When running $ run-webkit-tests -2 --efl --release fast/block on my Ubuntu 12.04 Installation, on a Dell XPS 3800 with GL configuration as follows: OpenGL vendor string: Intel Open Source Technology Center OpenGL renderer string: Mesa DRI Intel(R) Sandybridge Desktop OpenGL version string: 3.0 Mesa 9.0 OpenGL shading language version string: 1.30 Tests start to stall after about 8 seconds, or 320 test cases. And I start to see "Timed out waiting for repaint" in the test runner dumps of the single runs.
I should mention, this is with subpixel layout enabled. Will try without.
(In reply to comment #1) > I should mention, this is with subpixel layout enabled. Will try without. That doesn't make a difference, current trunk shows the same issues, in Debug as well as Release. That's on an Ubuntu 12.10 64bit system.
Mhm, much easier, just: $ run-webkit-tests -2 --efl --debug fast/block/abspos-child-container-changes-from-relative-to-static.html fails to repaint for me.
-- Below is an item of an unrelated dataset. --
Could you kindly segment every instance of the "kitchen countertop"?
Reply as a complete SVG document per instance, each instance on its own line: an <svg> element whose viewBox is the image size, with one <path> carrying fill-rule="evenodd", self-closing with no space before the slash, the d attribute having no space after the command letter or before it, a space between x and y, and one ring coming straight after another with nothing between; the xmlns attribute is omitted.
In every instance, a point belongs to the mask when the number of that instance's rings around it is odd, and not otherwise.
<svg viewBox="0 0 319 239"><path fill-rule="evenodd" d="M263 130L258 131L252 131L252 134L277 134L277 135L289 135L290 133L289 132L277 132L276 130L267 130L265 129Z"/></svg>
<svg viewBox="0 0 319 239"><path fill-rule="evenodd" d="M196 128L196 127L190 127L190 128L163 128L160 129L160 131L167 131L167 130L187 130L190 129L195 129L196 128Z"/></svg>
When running fast/block/abspos-child-container-changes-from-relative-to-static.html WebKitTestRunner forces a repaint on the WebProcess but we end up in a deadlock and WTR detects a repaint failure in dumpPixelsAndCompareWithExpected. As far as I can see it, this happens because, first CoordinatedLayerTreeHost::forceRepaintAsync is called, which then calls scheduleLayerFlush() - after this timer fires: performScheduledLayerFlush() is called, but here: m_waitingForUIProcess is true and the method returns early, while the UIProcess is waiting for the WebProcess.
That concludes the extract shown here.